Arun Venugopal is a reporter and the creator of Micropolis, WNYC’s multi-platform series examining race, sexuality, religion, street life and other issues that define New York City. He has been with the station since 2005, and has covered a wide range of stories, including the death of Sean Bell, the controversy over the Park 51 mosque and community center and Occupy Wall Street .
Immigrants Assimilate More Successfully in the U.S. Than in Europe: Report
Tuesday, May 24, 2011
Recent immigrants to the United States tend to assimilate better than their counterparts in Europe, according to a new report by Jacob Vigdor, a scholar at Duke University and the Manhattan Institute, who examined international immigration trends and data from the last decade.
The report indicates that immigrants in America continue to assimilate strongly along economic lines in 2009 — indicating that they quickly closed in on native-born Americans, in terms of economic well-being — while remaining less likely to assimilate along cultural lines (such as the ability to speak English), and even less on civic lines.
Groups that tended to assimilate quickly in America included Filipinos and Vietnamese. Natives of Mexico and Guatemala were poorly assimilated, the report found. The differences between the U.S. and European nations were particularly stark when it came to Muslim immigrants. While 48 percent of Muslims were naturalized in the U.S., only 7 percent were naturalized in Italy, 10 percent in Switzerland and 25 percent in Spain.
"Immigrants from the Muslim world who come to the United States tend to be a little bit better educated than immigrants from say, Mexico and Central America," he said. "Culturally their likelihood of speaking English is fairly high, and once they spend enough time in the country their rates of naturalization are fairly high."
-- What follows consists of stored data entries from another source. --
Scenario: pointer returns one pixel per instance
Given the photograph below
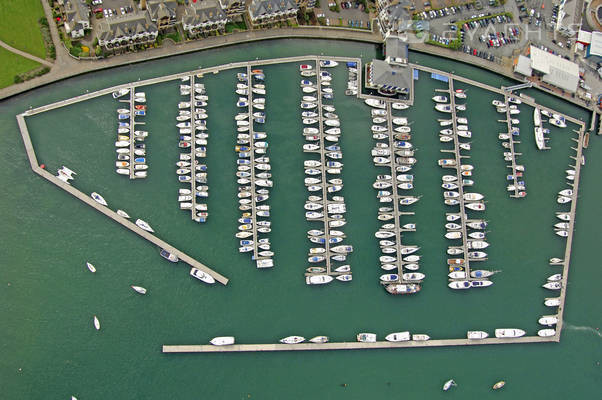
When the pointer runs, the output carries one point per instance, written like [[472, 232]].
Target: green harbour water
[[51, 350]]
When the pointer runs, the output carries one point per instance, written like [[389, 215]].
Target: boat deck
[[512, 142], [252, 179], [328, 262]]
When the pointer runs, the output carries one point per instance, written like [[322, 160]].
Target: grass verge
[[13, 65], [19, 25]]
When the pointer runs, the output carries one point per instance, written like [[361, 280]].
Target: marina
[[459, 269], [253, 169], [131, 151], [397, 155], [193, 139], [516, 184], [464, 218], [322, 178]]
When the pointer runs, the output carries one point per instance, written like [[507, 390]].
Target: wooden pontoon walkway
[[349, 345], [310, 346]]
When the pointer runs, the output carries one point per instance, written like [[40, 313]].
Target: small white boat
[[546, 332], [318, 279], [139, 289], [123, 214], [90, 267], [398, 337], [98, 198], [292, 339], [552, 285], [222, 341], [509, 333], [447, 385], [144, 225], [548, 320], [319, 339], [552, 301], [476, 335], [197, 273], [366, 337]]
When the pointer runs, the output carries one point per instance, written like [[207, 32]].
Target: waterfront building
[[233, 8], [550, 68], [204, 17], [161, 12], [394, 17], [126, 32], [263, 13], [594, 49], [77, 18]]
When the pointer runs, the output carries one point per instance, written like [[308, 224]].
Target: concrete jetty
[[107, 211]]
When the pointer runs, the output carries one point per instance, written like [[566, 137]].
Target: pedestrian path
[[24, 54]]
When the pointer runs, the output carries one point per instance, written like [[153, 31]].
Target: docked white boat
[[319, 339], [318, 279], [552, 285], [477, 335], [222, 341], [292, 340], [98, 198], [546, 332], [202, 276], [459, 285], [376, 103], [366, 337], [447, 385], [144, 225], [139, 289], [399, 106], [552, 301], [509, 333], [548, 320], [398, 337], [90, 267]]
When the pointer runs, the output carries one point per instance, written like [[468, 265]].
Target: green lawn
[[19, 25], [12, 65]]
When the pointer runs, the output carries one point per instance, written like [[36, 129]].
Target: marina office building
[[551, 68]]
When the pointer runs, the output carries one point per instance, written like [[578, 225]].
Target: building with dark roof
[[385, 77], [126, 32], [77, 18], [204, 17], [233, 8], [162, 13], [267, 12], [394, 17]]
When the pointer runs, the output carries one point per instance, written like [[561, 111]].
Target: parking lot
[[352, 14]]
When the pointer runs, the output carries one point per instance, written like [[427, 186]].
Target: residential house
[[203, 17], [306, 4], [162, 13], [77, 18], [267, 12], [233, 8], [394, 18], [126, 32]]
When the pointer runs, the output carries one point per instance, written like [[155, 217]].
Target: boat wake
[[583, 328]]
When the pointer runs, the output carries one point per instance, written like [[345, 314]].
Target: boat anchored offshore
[[222, 341]]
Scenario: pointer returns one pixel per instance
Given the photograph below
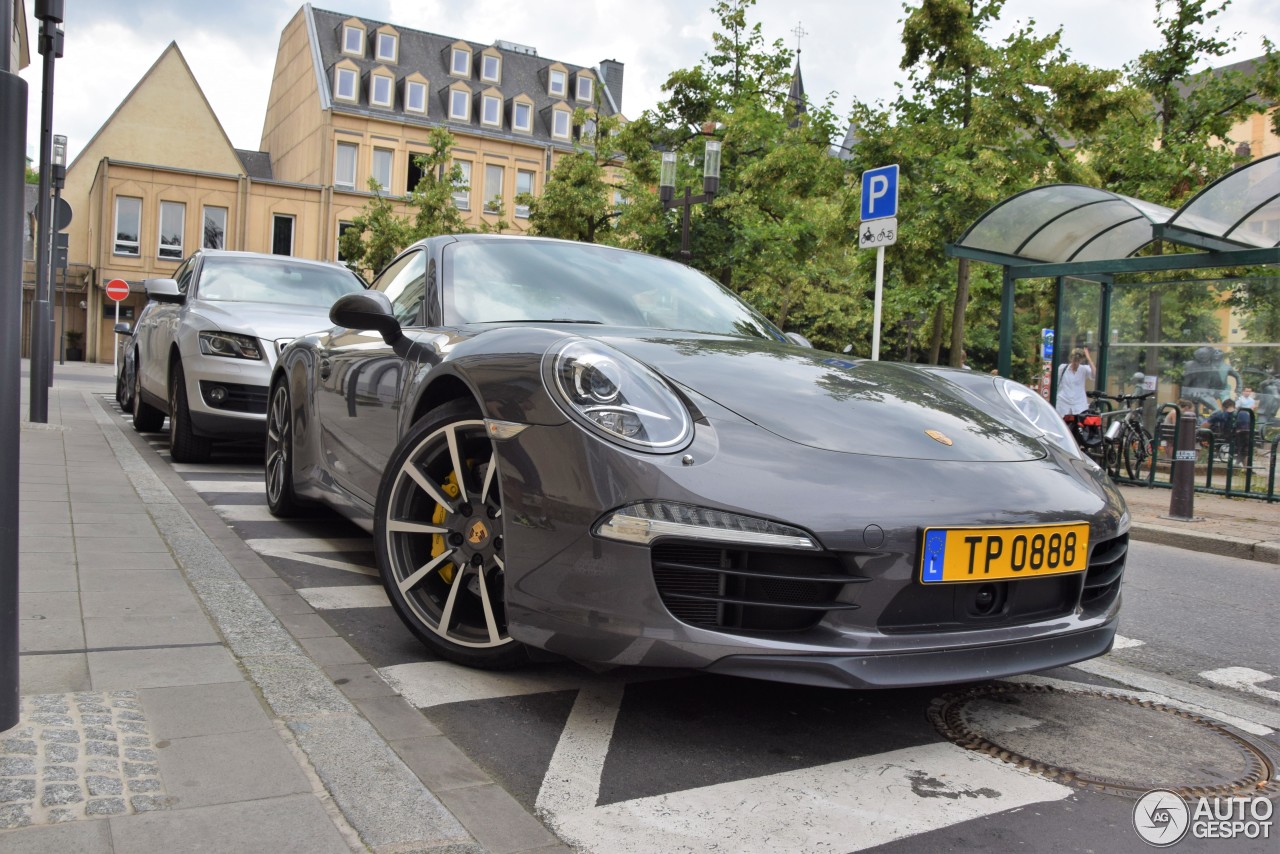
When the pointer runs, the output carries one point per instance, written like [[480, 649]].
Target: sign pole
[[880, 301]]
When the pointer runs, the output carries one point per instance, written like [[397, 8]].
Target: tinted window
[[251, 279], [508, 281], [405, 284]]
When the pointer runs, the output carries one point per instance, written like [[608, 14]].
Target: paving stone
[[17, 767]]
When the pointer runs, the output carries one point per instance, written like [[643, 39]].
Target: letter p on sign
[[880, 192]]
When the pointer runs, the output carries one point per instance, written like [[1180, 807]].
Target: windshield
[[510, 281], [257, 279]]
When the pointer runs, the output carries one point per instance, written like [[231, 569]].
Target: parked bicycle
[[1127, 441]]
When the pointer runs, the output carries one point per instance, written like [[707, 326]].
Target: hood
[[265, 320], [835, 403]]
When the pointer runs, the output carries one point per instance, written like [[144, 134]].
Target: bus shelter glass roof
[[1243, 206], [1066, 223]]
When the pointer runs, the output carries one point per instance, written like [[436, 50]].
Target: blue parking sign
[[880, 192]]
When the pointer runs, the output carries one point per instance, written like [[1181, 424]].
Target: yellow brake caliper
[[438, 543]]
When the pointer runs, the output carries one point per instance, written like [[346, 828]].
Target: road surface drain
[[1105, 741]]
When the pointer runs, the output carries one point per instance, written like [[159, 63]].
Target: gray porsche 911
[[607, 456]]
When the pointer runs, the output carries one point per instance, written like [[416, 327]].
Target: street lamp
[[667, 188]]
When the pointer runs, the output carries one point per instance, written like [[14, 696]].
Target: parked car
[[204, 348], [608, 456]]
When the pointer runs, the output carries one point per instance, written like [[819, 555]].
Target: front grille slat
[[746, 589]]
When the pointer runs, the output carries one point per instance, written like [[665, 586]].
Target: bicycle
[[1127, 441]]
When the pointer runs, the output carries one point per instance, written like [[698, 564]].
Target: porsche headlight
[[617, 397], [227, 343], [1042, 416]]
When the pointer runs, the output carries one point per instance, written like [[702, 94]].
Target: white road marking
[[437, 683], [228, 485], [572, 779], [310, 544], [1243, 679], [337, 598]]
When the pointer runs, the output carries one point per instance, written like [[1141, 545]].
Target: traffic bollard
[[1182, 505]]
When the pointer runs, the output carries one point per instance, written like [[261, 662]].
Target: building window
[[215, 228], [344, 86], [522, 117], [387, 45], [342, 229], [557, 82], [415, 97], [490, 110], [462, 187], [493, 177], [352, 40], [128, 225], [460, 62], [460, 105], [383, 168], [524, 185], [282, 234], [560, 124], [173, 223], [380, 90], [344, 165]]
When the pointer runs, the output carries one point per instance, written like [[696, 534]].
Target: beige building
[[351, 99]]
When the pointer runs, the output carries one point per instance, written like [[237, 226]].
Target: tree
[[380, 231], [974, 123]]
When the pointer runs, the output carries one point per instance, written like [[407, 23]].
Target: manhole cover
[[1106, 741]]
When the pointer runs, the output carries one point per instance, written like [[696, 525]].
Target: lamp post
[[667, 190], [59, 179]]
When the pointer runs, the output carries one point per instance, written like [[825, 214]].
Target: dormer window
[[490, 109], [380, 87], [490, 68], [522, 117], [561, 123], [460, 103], [415, 96], [387, 45], [346, 80], [557, 82], [353, 39], [460, 62]]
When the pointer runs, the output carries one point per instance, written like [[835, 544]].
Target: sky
[[850, 48]]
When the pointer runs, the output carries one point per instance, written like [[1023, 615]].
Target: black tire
[[184, 446], [1138, 460], [439, 499], [146, 418], [278, 460]]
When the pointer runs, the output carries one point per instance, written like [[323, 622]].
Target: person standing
[[1073, 380]]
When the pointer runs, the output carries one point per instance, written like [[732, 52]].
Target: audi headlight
[[225, 343], [617, 397], [1042, 416]]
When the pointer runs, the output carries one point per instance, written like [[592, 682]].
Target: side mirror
[[366, 310], [164, 291]]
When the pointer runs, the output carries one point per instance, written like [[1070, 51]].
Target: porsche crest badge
[[937, 435]]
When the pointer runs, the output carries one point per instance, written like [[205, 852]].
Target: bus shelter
[[1066, 232]]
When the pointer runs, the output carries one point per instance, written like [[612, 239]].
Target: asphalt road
[[658, 761]]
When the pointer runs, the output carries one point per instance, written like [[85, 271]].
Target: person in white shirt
[[1073, 380]]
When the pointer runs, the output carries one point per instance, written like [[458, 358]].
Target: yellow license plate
[[960, 555]]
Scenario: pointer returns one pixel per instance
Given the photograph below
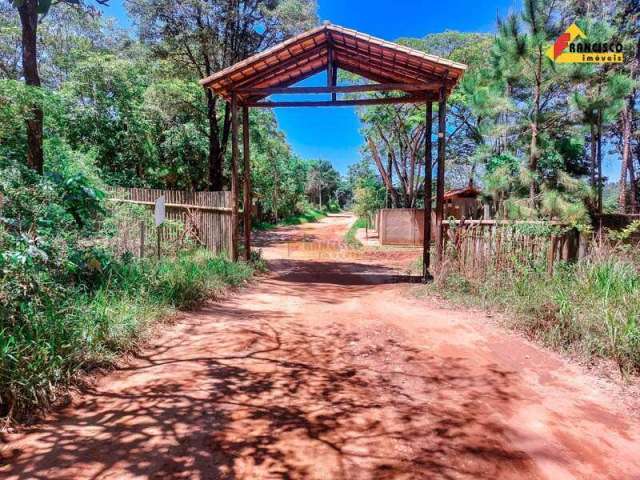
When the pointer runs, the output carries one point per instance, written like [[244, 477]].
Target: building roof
[[311, 52], [467, 192]]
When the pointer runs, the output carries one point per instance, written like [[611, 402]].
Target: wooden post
[[247, 183], [234, 177], [442, 126], [331, 71], [158, 233], [141, 239], [428, 173]]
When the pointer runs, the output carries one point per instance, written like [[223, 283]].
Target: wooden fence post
[[141, 238]]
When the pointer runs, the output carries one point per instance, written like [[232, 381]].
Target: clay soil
[[329, 368]]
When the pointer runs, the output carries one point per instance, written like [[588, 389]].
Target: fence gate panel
[[206, 216]]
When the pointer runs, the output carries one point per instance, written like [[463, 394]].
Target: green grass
[[350, 237], [309, 215], [590, 308], [43, 354]]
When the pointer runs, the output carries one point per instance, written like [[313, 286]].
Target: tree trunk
[[390, 203], [626, 114], [533, 149], [594, 154], [216, 146], [29, 21], [600, 186]]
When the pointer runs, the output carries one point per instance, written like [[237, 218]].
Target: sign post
[[159, 213]]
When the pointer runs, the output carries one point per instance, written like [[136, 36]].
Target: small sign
[[159, 211]]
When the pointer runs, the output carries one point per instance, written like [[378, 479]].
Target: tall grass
[[590, 308], [45, 352]]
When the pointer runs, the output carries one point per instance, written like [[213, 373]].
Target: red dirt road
[[329, 369]]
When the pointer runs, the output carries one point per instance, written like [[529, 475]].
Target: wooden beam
[[331, 69], [247, 184], [280, 67], [442, 127], [340, 103], [428, 174], [373, 87], [234, 177]]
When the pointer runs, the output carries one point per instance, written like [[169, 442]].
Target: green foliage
[[53, 343], [590, 308]]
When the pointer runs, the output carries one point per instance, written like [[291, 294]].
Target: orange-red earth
[[329, 368]]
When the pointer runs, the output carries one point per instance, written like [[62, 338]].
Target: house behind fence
[[202, 218]]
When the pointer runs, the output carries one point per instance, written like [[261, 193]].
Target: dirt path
[[329, 369]]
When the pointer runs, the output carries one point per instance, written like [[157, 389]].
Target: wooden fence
[[476, 246], [200, 217]]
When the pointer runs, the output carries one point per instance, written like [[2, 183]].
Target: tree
[[201, 37], [322, 180], [538, 77], [30, 12]]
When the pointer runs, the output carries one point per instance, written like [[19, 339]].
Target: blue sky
[[333, 133]]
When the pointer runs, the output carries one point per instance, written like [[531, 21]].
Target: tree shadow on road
[[261, 402]]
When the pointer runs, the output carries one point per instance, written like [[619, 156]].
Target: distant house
[[462, 203], [405, 226]]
Philip Kasinitz, sociologist at the CUNY Graduate Center and co-author of "Inheriting the City: The Children of Immigrants Come of Age," said he thinks Vigdor "has it right."
"The United States on the whole has done a better job in terms of incorporating immigrants," he said. "That doesn't mean we don't have very real problems," he said, pointing to anti-Muslim rhetoric. "Those elements of the Muslim community that in some ways are making the greatest efforts to be part of the civic life of the city are finding themselves rebuffed."
The group he worries more about is the large population of undocumented immigrants in the United States.
Many of them, he noted, are young people "who discover upon entering the labor force or trying to get into college that they are really excluded from being fully-functioning adults in American society, because of their legal status. That's a tremendously dangerous situation."